Besides the football pitch, the bicycle has helped me plug into the everyday life of the village. One of our local mzee, or elders, Baba Anselmus, befriended me in my first week at the parish and invited me to his home about 2km away. The next week, Anselmus’s family gathered all day for four days straight to commemorate the two-year anniversary of the death of his father, something very typical of the Lou people that are prominent in this part of Tanzania, stretching north around Lake Victoria into Tanzania and Uganda. As each day of ministry wound down, I was able to make my way over to Baba Anselmus’s homestead before sundown and sit and chat with his family. It was a gift to eat ugali and beef, rice and pork, sitting in plastic chairs, and hear about family life, the history of this region, and their practice of the faith. The swarm of grandchildren, also present, wanted to teach me some local dances but fled when I got anywhere too close – still a bit afraid of the white-skinned foreigner. I even got to know all of Anselmus’s daughters who have all fallen away from regular practice of the faith for one reason or another. I hope to walk with them over the course of the year and invite them home, too. I rode away from Baba Anselmus’s each of those evenings with dusk setting over Utegi very content with a sense that this place was really becoming home.

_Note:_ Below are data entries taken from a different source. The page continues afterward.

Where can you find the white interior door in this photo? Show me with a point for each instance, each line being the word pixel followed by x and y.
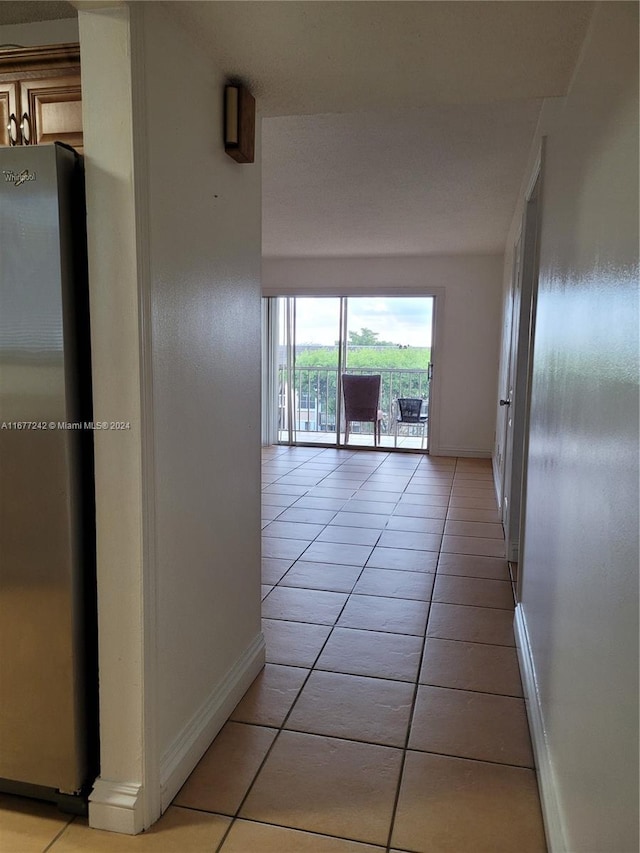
pixel 507 399
pixel 520 368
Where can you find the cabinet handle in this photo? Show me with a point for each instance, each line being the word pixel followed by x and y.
pixel 26 124
pixel 13 134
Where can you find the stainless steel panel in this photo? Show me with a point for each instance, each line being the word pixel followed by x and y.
pixel 41 711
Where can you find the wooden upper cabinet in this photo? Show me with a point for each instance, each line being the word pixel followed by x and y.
pixel 8 109
pixel 41 88
pixel 54 109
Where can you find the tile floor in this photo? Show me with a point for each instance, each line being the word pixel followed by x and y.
pixel 389 716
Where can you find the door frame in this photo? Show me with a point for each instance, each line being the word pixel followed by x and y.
pixel 270 431
pixel 522 339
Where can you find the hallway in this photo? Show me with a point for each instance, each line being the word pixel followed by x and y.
pixel 389 715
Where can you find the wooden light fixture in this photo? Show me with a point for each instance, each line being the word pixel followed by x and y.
pixel 239 123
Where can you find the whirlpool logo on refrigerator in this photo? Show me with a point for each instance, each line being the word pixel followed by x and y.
pixel 18 178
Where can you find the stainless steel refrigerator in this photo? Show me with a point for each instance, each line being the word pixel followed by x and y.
pixel 48 626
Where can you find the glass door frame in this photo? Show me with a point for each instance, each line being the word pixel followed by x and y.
pixel 289 327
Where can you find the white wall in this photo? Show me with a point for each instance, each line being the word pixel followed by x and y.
pixel 204 271
pixel 115 341
pixel 174 245
pixel 578 620
pixel 468 291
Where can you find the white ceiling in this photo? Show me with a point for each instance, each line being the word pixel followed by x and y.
pixel 439 180
pixel 13 12
pixel 392 128
pixel 338 56
pixel 389 127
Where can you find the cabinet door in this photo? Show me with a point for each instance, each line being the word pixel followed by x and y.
pixel 54 107
pixel 8 108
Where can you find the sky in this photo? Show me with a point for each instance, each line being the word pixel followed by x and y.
pixel 403 320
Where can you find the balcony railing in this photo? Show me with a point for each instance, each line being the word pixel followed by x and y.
pixel 314 397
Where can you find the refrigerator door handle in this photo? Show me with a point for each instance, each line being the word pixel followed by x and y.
pixel 12 127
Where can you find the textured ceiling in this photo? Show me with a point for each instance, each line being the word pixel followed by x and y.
pixel 429 181
pixel 392 128
pixel 325 57
pixel 389 127
pixel 34 10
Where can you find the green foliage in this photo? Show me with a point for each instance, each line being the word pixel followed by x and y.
pixel 367 338
pixel 412 358
pixel 404 374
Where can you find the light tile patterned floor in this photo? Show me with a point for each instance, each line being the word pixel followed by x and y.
pixel 389 716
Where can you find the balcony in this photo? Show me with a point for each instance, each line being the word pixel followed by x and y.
pixel 313 399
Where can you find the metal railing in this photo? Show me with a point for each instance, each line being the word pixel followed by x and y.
pixel 315 394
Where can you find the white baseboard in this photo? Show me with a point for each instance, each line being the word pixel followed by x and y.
pixel 116 807
pixel 192 742
pixel 460 451
pixel 554 829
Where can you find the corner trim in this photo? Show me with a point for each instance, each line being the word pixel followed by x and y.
pixel 553 823
pixel 192 741
pixel 116 806
pixel 497 482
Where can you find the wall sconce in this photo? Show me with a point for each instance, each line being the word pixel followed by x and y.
pixel 239 123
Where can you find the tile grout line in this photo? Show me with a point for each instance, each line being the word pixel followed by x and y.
pixel 413 705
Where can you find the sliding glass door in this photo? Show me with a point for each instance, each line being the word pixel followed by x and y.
pixel 321 338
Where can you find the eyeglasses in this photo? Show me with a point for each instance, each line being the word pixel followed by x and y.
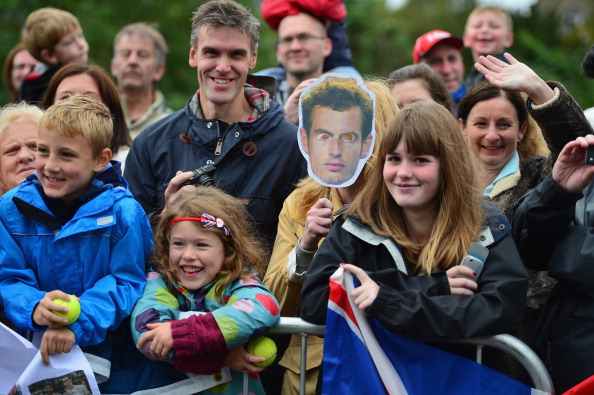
pixel 302 39
pixel 346 137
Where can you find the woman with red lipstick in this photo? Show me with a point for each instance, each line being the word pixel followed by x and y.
pixel 406 233
pixel 493 118
pixel 206 300
pixel 18 139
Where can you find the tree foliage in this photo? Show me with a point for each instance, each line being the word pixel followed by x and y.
pixel 381 39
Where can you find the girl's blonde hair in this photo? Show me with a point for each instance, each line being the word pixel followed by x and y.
pixel 385 110
pixel 242 251
pixel 427 129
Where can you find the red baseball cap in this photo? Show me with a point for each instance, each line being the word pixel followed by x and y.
pixel 430 39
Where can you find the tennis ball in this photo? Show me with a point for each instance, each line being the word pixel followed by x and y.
pixel 262 347
pixel 73 309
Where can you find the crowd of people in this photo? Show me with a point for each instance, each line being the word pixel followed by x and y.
pixel 185 234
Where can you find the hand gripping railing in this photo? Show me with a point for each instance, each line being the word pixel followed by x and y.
pixel 507 343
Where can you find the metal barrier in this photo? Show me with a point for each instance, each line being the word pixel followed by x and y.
pixel 506 343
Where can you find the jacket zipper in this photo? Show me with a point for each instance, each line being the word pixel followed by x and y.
pixel 219 147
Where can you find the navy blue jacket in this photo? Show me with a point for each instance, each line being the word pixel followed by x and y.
pixel 262 181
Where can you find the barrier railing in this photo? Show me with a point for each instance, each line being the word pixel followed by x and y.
pixel 506 343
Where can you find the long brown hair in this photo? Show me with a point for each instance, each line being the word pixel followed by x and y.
pixel 242 251
pixel 427 129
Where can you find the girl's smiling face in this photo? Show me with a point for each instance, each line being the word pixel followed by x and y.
pixel 412 180
pixel 196 255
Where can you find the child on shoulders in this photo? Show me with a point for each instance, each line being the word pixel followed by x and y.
pixel 488 31
pixel 54 37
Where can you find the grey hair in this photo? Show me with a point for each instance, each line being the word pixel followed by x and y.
pixel 145 30
pixel 225 13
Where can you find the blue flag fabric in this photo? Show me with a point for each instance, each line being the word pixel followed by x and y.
pixel 362 357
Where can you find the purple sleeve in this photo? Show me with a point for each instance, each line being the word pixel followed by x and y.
pixel 200 347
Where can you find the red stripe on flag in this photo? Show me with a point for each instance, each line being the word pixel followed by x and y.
pixel 339 296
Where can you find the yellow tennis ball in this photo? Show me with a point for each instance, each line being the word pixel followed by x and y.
pixel 262 347
pixel 73 309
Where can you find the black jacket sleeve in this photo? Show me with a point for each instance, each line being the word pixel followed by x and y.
pixel 422 306
pixel 548 240
pixel 495 308
pixel 539 219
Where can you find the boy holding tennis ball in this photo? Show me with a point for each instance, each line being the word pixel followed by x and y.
pixel 73 229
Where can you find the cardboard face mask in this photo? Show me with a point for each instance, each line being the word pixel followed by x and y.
pixel 336 128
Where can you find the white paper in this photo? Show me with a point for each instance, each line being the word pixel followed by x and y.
pixel 68 373
pixel 16 353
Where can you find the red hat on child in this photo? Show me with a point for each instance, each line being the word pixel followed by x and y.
pixel 428 40
pixel 273 11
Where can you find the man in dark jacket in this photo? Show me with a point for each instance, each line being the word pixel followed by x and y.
pixel 553 231
pixel 228 124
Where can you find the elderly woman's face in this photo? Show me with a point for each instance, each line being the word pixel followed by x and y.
pixel 17 149
pixel 493 132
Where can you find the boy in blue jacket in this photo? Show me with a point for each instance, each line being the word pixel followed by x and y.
pixel 73 228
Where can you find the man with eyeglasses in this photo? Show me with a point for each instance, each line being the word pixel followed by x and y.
pixel 306 40
pixel 336 133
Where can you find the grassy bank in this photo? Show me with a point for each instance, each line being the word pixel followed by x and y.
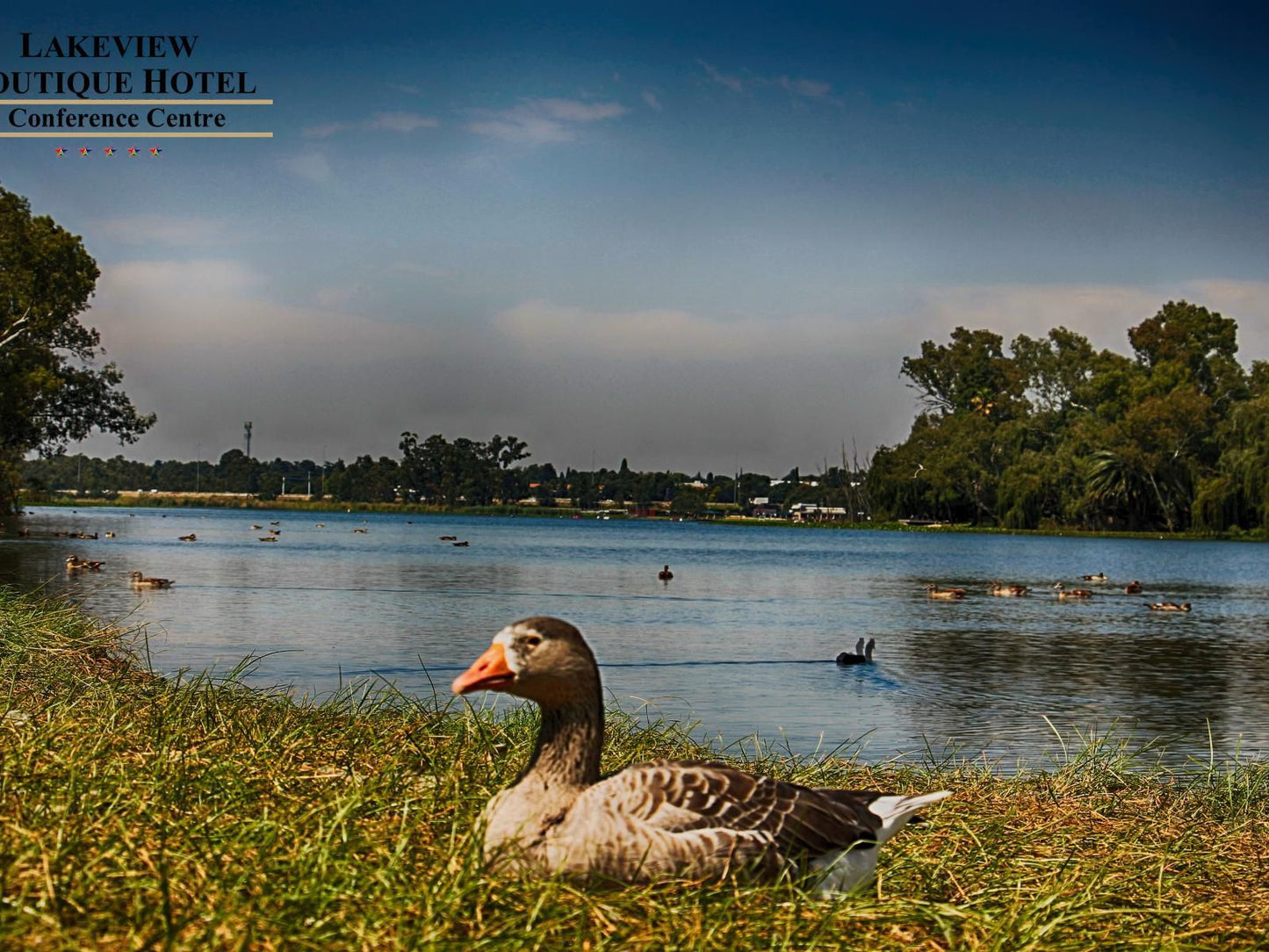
pixel 144 812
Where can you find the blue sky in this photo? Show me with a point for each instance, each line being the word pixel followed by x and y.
pixel 696 238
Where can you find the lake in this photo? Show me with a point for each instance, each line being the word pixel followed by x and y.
pixel 741 641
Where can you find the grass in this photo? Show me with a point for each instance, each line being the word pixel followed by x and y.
pixel 191 812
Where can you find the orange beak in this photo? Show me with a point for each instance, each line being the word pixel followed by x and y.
pixel 489 673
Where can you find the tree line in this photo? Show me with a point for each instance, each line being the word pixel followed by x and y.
pixel 441 473
pixel 1049 433
pixel 1057 433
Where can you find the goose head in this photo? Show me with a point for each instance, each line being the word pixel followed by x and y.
pixel 541 659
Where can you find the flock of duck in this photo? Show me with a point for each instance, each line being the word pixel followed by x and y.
pixel 74 564
pixel 692 819
pixel 1000 589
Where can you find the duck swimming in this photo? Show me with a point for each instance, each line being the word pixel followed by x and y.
pixel 667 818
pixel 862 654
pixel 141 581
pixel 999 588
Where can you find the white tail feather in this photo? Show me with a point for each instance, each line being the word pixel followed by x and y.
pixel 895 811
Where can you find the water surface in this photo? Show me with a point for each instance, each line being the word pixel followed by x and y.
pixel 740 641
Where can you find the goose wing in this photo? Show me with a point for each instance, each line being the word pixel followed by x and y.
pixel 733 815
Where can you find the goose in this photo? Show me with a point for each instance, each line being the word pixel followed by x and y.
pixel 862 655
pixel 999 588
pixel 667 818
pixel 142 581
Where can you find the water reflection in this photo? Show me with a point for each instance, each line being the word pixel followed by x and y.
pixel 741 640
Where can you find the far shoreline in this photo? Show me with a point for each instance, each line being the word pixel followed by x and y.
pixel 247 501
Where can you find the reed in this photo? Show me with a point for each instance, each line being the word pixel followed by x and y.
pixel 193 811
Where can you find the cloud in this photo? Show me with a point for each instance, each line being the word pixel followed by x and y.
pixel 732 83
pixel 311 167
pixel 815 90
pixel 542 121
pixel 542 328
pixel 425 270
pixel 327 128
pixel 379 122
pixel 401 122
pixel 162 228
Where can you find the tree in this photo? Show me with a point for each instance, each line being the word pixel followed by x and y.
pixel 50 393
pixel 970 373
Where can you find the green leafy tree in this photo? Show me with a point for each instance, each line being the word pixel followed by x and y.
pixel 50 393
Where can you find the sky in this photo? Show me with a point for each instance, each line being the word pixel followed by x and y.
pixel 698 238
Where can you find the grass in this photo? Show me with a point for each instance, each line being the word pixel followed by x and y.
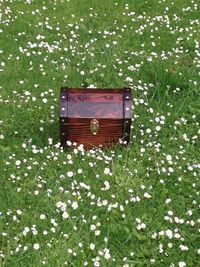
pixel 136 206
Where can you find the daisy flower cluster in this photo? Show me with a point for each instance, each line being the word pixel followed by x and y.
pixel 136 206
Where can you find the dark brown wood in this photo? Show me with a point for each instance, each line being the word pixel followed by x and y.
pixel 110 108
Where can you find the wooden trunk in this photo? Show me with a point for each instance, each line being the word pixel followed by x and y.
pixel 95 117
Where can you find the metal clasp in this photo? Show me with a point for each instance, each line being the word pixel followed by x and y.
pixel 94 126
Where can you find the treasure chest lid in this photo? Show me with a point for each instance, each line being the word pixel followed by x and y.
pixel 95 103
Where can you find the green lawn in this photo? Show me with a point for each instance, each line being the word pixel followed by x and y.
pixel 137 206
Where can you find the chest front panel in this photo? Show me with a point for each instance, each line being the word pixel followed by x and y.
pixel 95 117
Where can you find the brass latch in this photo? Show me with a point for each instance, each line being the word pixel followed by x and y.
pixel 94 126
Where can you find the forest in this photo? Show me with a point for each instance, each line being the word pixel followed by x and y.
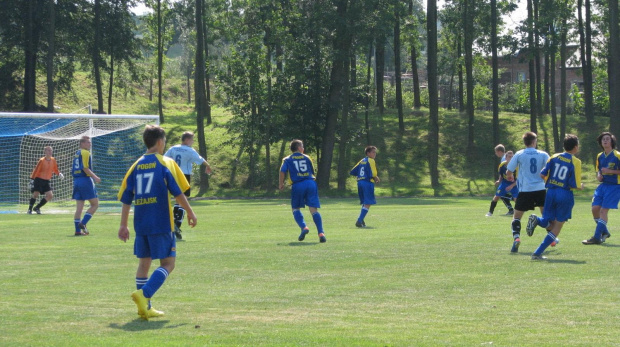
pixel 314 69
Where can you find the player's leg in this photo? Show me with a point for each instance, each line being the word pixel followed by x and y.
pixel 33 199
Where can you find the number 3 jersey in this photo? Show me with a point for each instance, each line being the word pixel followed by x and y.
pixel 529 162
pixel 562 170
pixel 299 166
pixel 147 184
pixel 365 170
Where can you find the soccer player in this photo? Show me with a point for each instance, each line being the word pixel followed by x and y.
pixel 40 180
pixel 607 194
pixel 366 173
pixel 147 184
pixel 185 156
pixel 505 189
pixel 562 174
pixel 529 162
pixel 83 186
pixel 304 191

Baba Anselmus was the first home that the bike took me to, but certainly not the last. Since then I’ve made it a point to head out each day an hour or so before sunset and return to the home of someone I met over the course of the week. Basically, all you need is a couple of details about a person – their name, the name of a child, where they go to Church – and nearly any neighbor can point you along toward their home. In fact some kids are very eager to show me along, even to the point of running alongside my bike to the destination. Whenever I arrive, families are generally fairly shocked, invite me in and try to put some chai and chapati on the table. We chat about school, life, work, and family – generally making it to whatever hardships are going on. Then, as the sun begins to set, I’ll pull out my rosary and pray a decade or so with the family. It’s been a great privilege to be part of family prayer, sit around on the carpet or humble plastic chairs. And I hope that this seed of prayer might take root for these families to pray together long after I’m gone.

As dusk settles in, I flick the headlight on my handlebars on and do my best to navigate home before evening prayer at 7:30pm. I go home so thankful to God for the opportunity to be rooted in this one place among these people for this year. I’m grateful, also, for the way this hobby of mine is allowing me to get to know all the dirt roads and corners of our parish, and the people that live there, like the palm of my own hand. Who would have known that a humble gravel bike would be the key to falling in love with this place.